Znany mu widok, który zawsze go zachwycał, nagle zaczął go przytłaczać.
Rozluźnił wiązanie krawata. Jego wzrok powędrował na wejście do firmy i nagle
zobaczył wchodzącą do budynku Ulę. Jego serce zabiło mocniej i sam nie widział,
co czuje.

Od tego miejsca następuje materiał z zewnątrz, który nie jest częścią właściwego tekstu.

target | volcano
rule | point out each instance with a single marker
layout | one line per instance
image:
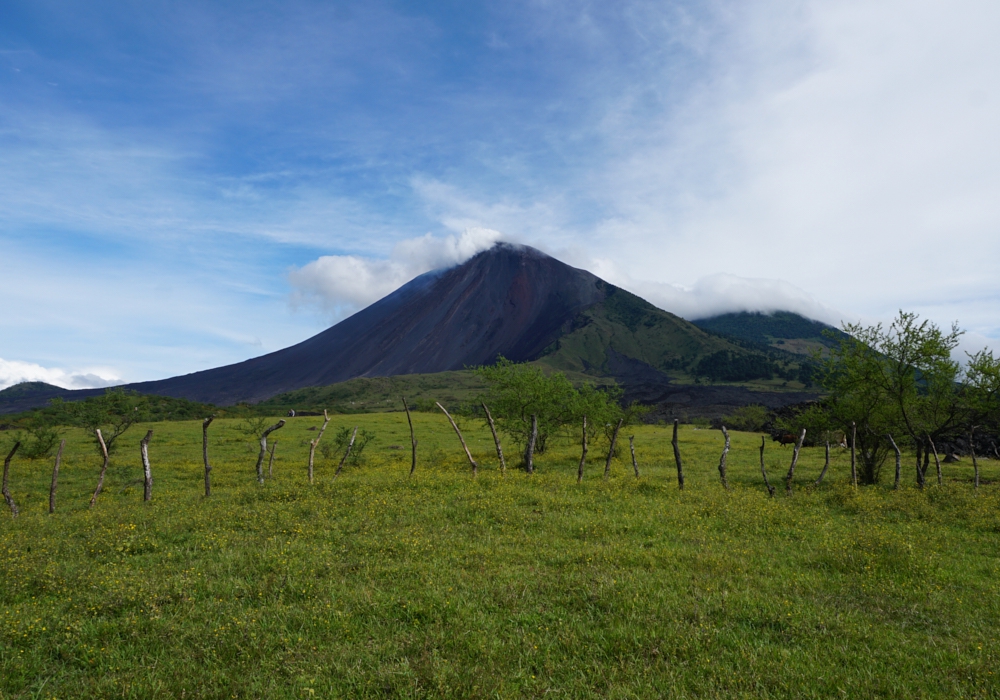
(509, 300)
(512, 301)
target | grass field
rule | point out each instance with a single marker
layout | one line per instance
(444, 585)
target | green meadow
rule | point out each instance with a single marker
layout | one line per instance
(441, 584)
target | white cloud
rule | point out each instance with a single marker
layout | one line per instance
(342, 284)
(14, 372)
(847, 147)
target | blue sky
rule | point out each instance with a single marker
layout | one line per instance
(184, 185)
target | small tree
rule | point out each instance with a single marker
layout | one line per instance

Czy można kochać i nienawidzić
jednocześnie?- zastanawiał się. Dokładniej spojrzał na żonę i stwierdził,
że wygląda inaczej. Mimo, że widział ją z wysokości i z daleka mógł dostrzec
ból i cierpienie, z jakim się zmaga. Poczuł ukłucie w sercu. Zamknął oczy, bo
poczuł napływające łzy. Nie chciał płakać, nawet będąc sam w pomieszczeniu.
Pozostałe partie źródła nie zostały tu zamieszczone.